Introduction
Identifying the factors that are most likely to explain variation in a response variable or phenomenon is a primary goal of science, including in the fields of ecology and evolution. Examples include investigating the relative importance of abiotic and biotic factors for species distribution and coexistence (Gravel et al., 2011; Harisena et al., 2021) or identifying best practices for conservation success (Kapos et al., 2008). However, the importance of different predictors in determining a relevant response variable is poorly understood because, for instance, species distributions generally do not respond to a single predictor and many environmental factors are correlated. Further, in a complex world, not all variables of importance are known or can be anticipated, while only proxy data may be available (e.g., economic activity and human population used as proxies of invasion propagule pressure and environmental disturbance), particularly if analyses cover large spatial and temporal extents (e.g., global phenomena).
There is no universal definition of variable or relative importance (Achen, 1982; Budescu, 1993; Grömping, 2015; Wei et al., 2015), but it can be viewed as the proportion of the variation of the response variable potentially explained directly and indirectly by a given predictor (Johnson & LeBreton, 2004). Traditionally, multiple linear regression, its univariate generalizations (e.g., generalized linear and mixed models), or multivariate equivalents (e.g., redundancy analysis) have been used for modelling and identifying the likely most important predictors from a given data set (Weisberg, 1985; Montgomery et al., 2006). These methods are reasonably robust for prediction (Houlahan et al., 2017), theory-testing goals (Johnson & LeBreton, 2004), and for pattern identification (Grömping, 2009; Nathans et al., 2012). Partial regression coefficients or their standardized version (i.e., beta weights) are probably the most widely used measures to draw conclusions about the relative importance of predictors in ecology and evolution (Table S1) (Darlington & Hayes, 2017). Beta weights are the change (in standard deviation units) in the response variable associated with a change by one standard deviation in a given predictor if other predictors are held constant (Weisberg, 1985; Montgomery et al., 2006). When predictors are completely uncorrelated, zero-order correlations and standardized regression coefficients are equivalent, so the relative importance of predictors can be expressed as the proportion of predictable variance for which it accounts.

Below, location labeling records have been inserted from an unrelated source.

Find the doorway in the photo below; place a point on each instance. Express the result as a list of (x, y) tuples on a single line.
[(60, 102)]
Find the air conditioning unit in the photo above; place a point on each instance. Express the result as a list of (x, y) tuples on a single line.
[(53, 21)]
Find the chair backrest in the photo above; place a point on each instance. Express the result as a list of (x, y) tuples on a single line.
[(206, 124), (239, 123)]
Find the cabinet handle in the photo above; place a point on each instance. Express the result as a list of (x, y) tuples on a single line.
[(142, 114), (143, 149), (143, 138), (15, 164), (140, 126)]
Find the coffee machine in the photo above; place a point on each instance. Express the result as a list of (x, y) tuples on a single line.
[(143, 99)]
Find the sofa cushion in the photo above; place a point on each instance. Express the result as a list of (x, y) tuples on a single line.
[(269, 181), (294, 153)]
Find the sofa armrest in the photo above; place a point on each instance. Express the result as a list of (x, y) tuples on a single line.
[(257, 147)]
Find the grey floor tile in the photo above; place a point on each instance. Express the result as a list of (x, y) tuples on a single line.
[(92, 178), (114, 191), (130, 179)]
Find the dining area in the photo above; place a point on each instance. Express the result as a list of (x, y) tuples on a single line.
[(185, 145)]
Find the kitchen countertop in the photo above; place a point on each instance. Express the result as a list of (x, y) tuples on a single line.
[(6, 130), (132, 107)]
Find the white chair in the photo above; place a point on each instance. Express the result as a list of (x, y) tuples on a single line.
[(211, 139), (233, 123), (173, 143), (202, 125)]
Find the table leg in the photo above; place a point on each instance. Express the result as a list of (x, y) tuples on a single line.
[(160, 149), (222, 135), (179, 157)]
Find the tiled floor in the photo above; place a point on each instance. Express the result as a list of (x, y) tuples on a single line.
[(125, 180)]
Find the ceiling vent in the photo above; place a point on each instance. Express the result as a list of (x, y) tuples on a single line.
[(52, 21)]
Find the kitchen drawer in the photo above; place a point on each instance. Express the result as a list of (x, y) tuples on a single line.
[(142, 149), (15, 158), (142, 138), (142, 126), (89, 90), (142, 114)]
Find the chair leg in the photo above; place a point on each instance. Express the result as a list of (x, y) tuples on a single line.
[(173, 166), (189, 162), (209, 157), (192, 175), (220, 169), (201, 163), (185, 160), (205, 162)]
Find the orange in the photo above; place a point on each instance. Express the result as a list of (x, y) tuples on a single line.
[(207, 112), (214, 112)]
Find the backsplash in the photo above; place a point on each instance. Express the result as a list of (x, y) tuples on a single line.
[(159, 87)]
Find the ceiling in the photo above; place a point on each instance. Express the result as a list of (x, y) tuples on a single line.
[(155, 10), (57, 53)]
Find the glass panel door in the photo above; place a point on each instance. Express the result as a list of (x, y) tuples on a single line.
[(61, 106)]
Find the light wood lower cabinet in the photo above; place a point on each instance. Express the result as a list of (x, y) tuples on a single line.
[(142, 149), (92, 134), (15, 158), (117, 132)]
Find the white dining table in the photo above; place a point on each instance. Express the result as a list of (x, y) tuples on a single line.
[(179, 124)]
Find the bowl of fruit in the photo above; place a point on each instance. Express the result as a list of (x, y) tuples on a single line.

Beta weights are inadequate indices of variable importance when predictors are correlated, especially when correlations are high (Hoffman, 1960; Budescu, 1993; Green & Tull, 1974; Grömping, 2015; Wei et al., 2015), which typifies empirical studies because many potential predictors covary (Azen & Budescu, 2003). When two or more predictors in a model are not statistically independent of one another, the reliability of beta weights is lessened (Farrar & Glauber, 1967). Although there are many rules of thumb for addressing multicollinearity (e.g., excluding variables that have r ≥ |0.70| with one or more other variables), the more variables included in the model, the greater is the potential for multicollinearity or association among variables (Strobl et al., 2008) and the identification of the actually influential variables becomes more problematic. Moreover, beta weights depend not only on the effect size of the predictor but also on its variance (and thus the sampling range or design), among other factors (Greenland et al., 1991). The characterization of variable importance becomes a challenging task for which the outputs from linear regression models are not well suited (Grömping, 2007). Although reliance on beta weights is a common practice in many fields including ecology and evolution (Table S1), beta weights provide limited information (Nathans et al., 2012). A hypothetical example (obtained with the script in Fig. S1 and similar to other ones in the statistical literature) that illustrates these points is presented in Fig. 1.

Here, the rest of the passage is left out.